Mit dem Gemälde „Der Kuss“ wurde Gustav Klimt weltberühmt, Smetana schrieb eine Oper mit dem Titel „Der Kuss“ und Tschechow eine Erzählung. Die Schauspielerin Ingrid Bergman sagte über den Kuss: „Er ist eine wunderbare Laune der Natur, um unnötiges Gerede zu unterbrechen.“

Adriano Lameira, Professor für Entwicklungspsychologie an der Universität Warwick, gab sich mit der rein romantischen Definition nicht zufrieden. Er vertraute auch den bekannten Theorien nicht, Küssen käme von der Mund-zu-Mund-Fütterung oder dem Säugen von Babys. Er wollte die Ursprünge erforschen.

Den ältesten schriftlichen Verweis auf das Küssen fand er in einem Text, der 2500 v. Chr. in Mesopotamien verfasst worden war, und ging davon aus, dass es ein Jahrtausend alter Brauch unter Menschen sei, Zuneigung, Respekt und Verlangen zu zeigen. Im alten Rom wurde unterschieden zwischen „osculum“, einem Kuss auf die Wange, der Sympathie ausdrücken sollte, jedoch kein romantisches Verlangen, „basium“, einem Kuss auf die Lippen als Zeichen der familiären Verbundenheit, und „savium“ mit einer ausdrücklich erotischen Botschaft. Beim Menschen sei laut Lameira immer ein Wölben der Lippen und ein leichtes Saugen mit dem Kuss verbunden.

Service

Lameira beschloss, in der Entwicklungsgeschichte einen Schritt zurück zu gehen und die Vorfahren der Menschen zu untersuchen. Er beobachtete, dass Schimpansen und Gorillas das Fell anderer zuerst mit den Fingern durchsuchen, Zecken, Flöhe und kleine Teile von Erde und Holz jedoch nicht mit den Händen, sondern mit den Lippen entfernen. Ein Service, das sie nicht nur ihren Partnern und Kindern anbieten, sondern allen Mitgliedern der Gruppe.

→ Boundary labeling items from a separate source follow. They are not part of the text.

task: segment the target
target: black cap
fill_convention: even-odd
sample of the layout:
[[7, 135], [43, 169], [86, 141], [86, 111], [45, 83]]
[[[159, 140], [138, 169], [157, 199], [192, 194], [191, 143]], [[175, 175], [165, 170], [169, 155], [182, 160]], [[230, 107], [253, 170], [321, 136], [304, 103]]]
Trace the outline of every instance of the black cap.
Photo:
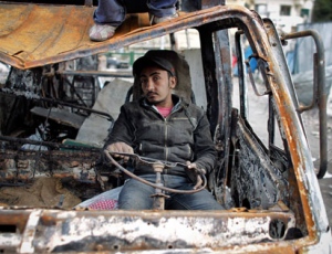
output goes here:
[[176, 76], [175, 68], [173, 64], [160, 56], [154, 54], [153, 51], [148, 51], [145, 55], [137, 59], [133, 64], [133, 74], [134, 76], [141, 75], [141, 72], [144, 67], [157, 65], [163, 70], [169, 72], [173, 76]]

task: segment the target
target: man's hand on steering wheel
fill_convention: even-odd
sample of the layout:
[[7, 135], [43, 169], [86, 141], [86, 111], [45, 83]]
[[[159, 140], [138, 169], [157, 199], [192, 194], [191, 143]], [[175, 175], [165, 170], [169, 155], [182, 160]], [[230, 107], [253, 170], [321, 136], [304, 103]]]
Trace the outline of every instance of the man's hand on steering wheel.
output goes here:
[[201, 187], [203, 183], [201, 174], [206, 174], [206, 170], [204, 168], [198, 167], [195, 162], [191, 163], [190, 161], [187, 161], [187, 168], [189, 172], [196, 176], [196, 184], [194, 187], [194, 190], [196, 190], [197, 188]]
[[[106, 150], [111, 152], [134, 154], [134, 149], [125, 142], [113, 142], [106, 147]], [[123, 159], [124, 162], [127, 162], [129, 159], [129, 157], [127, 156], [122, 156], [116, 154], [114, 154], [114, 157]]]

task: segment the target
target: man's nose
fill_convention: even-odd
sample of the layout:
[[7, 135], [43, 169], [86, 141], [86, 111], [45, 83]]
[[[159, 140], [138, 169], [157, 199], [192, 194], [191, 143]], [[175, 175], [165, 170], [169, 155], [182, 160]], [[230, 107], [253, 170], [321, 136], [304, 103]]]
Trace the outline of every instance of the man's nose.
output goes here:
[[146, 89], [147, 91], [153, 91], [154, 87], [155, 87], [154, 83], [151, 80], [148, 80], [147, 83], [146, 83]]

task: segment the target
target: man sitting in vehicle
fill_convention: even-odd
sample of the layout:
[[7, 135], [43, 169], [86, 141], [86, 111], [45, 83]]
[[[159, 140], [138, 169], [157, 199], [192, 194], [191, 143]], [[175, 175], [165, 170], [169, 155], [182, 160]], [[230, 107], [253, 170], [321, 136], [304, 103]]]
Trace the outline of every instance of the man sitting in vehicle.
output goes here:
[[[176, 71], [159, 53], [149, 51], [135, 61], [133, 74], [139, 81], [143, 97], [122, 106], [104, 148], [186, 163], [187, 169], [175, 167], [164, 171], [163, 184], [178, 190], [197, 189], [201, 179], [190, 180], [191, 172], [209, 173], [216, 162], [209, 121], [201, 108], [172, 93], [177, 85]], [[149, 166], [137, 165], [134, 173], [151, 182], [156, 178]], [[118, 208], [152, 209], [154, 192], [153, 187], [129, 179], [120, 193]], [[193, 194], [167, 194], [170, 198], [166, 199], [165, 209], [168, 210], [224, 209], [207, 189]]]
[[126, 13], [148, 12], [151, 24], [157, 24], [178, 17], [177, 0], [103, 0], [98, 1], [94, 12], [94, 25], [90, 29], [92, 41], [105, 41], [114, 35], [115, 30], [125, 20]]

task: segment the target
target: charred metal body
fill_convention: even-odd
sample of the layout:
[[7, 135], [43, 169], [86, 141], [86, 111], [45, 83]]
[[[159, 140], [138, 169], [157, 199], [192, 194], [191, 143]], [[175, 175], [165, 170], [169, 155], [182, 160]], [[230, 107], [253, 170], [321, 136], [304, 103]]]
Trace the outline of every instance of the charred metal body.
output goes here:
[[[184, 1], [183, 4], [193, 12], [180, 13], [179, 18], [172, 22], [145, 25], [144, 29], [142, 15], [132, 15], [114, 38], [93, 43], [89, 41], [86, 33], [94, 10], [89, 4], [83, 8], [15, 6], [0, 2], [0, 13], [4, 13], [2, 22], [7, 24], [7, 29], [0, 31], [0, 57], [20, 70], [39, 70], [62, 61], [113, 51], [181, 30], [196, 29], [204, 63], [206, 113], [218, 149], [218, 163], [209, 178], [208, 188], [228, 209], [214, 212], [101, 212], [39, 208], [19, 210], [3, 207], [0, 210], [0, 226], [7, 241], [0, 239], [2, 250], [19, 253], [156, 250], [160, 253], [331, 251], [331, 229], [315, 179], [295, 92], [284, 64], [281, 41], [270, 20], [262, 20], [256, 12], [243, 7], [216, 7], [220, 3]], [[21, 19], [10, 22], [10, 15], [6, 13]], [[38, 38], [22, 40], [25, 34], [37, 33], [33, 24], [46, 18], [54, 21], [54, 17], [59, 21], [54, 31], [59, 33], [49, 34], [52, 29], [48, 27], [48, 31], [39, 30]], [[231, 76], [228, 34], [228, 29], [231, 28], [238, 29], [234, 40], [239, 70], [237, 82]], [[243, 35], [252, 49], [249, 60], [258, 61], [258, 70], [262, 76], [261, 85], [256, 84], [251, 70], [248, 65], [246, 67], [249, 60], [243, 56]], [[13, 39], [22, 41], [20, 50], [11, 46]], [[50, 80], [66, 74], [72, 73], [65, 73], [63, 70], [43, 71], [37, 75], [33, 83], [41, 84], [43, 78]], [[268, 116], [262, 119], [268, 128], [267, 137], [259, 136], [252, 128], [248, 114], [250, 105], [247, 80], [251, 81], [257, 97], [267, 98]], [[18, 95], [22, 91], [21, 86], [14, 87], [18, 83], [12, 80], [10, 88], [14, 89], [8, 94]], [[236, 86], [239, 87], [240, 94], [239, 108], [234, 107], [232, 91]], [[41, 100], [45, 99], [45, 108], [53, 104], [53, 100], [42, 96], [35, 86], [32, 86], [32, 92]], [[28, 97], [29, 93], [23, 89], [23, 94]], [[52, 95], [54, 94], [58, 93]], [[6, 96], [4, 93], [1, 95]], [[321, 89], [319, 97], [324, 100], [325, 96], [324, 89]], [[51, 98], [53, 99], [52, 96]], [[324, 102], [319, 105], [324, 112]], [[82, 107], [84, 105], [79, 103], [76, 109], [83, 109]], [[322, 134], [325, 135], [324, 115], [321, 119]], [[276, 140], [277, 134], [280, 135], [280, 144]], [[110, 174], [105, 173], [103, 168], [98, 168], [97, 148], [77, 148], [54, 144], [52, 140], [29, 141], [27, 137], [21, 137], [22, 134], [12, 136], [1, 136], [1, 183], [24, 182], [48, 174], [96, 182], [101, 187], [108, 181]], [[46, 149], [23, 150], [21, 145], [29, 142], [44, 146]], [[72, 151], [74, 148], [75, 151]], [[322, 150], [324, 152], [323, 147]], [[324, 170], [325, 160], [323, 157], [321, 172]]]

Diese Methode der Körperpflege endet immer mit dem Einsatz der Lippen. Der letzte Floh und das letzte Stück Holz wird mit dem letzten Kuss entfernt und als erfolgreicher Abschluss eines langwierigen, jedoch angstfreien, kosmetischen Services erlebt. Die Versorgten fühlen frei von Schmutz und Ungeziefer, glücklich und dankbar. Das Abtasten des Fells zuzulassen, ist eine Symbolik des Vertrauens. Den Rücken zugewandt sind die Behandelten schutz- und wehrlos, vielleicht beruhigen dabei die Berührungen der Lippen.

Sauberkeit

Bis sich im Laufe von Millionen von Jahren der Kuss auch unter Affen, zumindest bei Schimpansen und Gorillas, teilweise verselbständigte. Anfangs ausschließlich als Symbol für Versorgung und Betreuung, wurde das Berühren des Fells mit dem Lippen parallel zur Reinigung auch ein Zeichen der Beruhigung, der Verbundenheit und der Zusammengehörigkeit.

Beim Übergang zum Menschen vor ca. sechs Millionen Jahren, als unsere Vorfahren die Bäume verließen, um auf dem Boden zu leben, verloren sie die Körperhaare – und das gegenseitige Absuchen des Fells nach Ungeziefer und Schmutz seine Bedeutung. Doch diesen beruhigenden Kuss, für Produktion der Glückshormone verantwortlich, wollten sie als zeitloses Symbol für Sicherheit, Zuneigung und Liebe, Erregung sowie erotischer und emotionaler Nähe offensichtlich nicht aufgeben.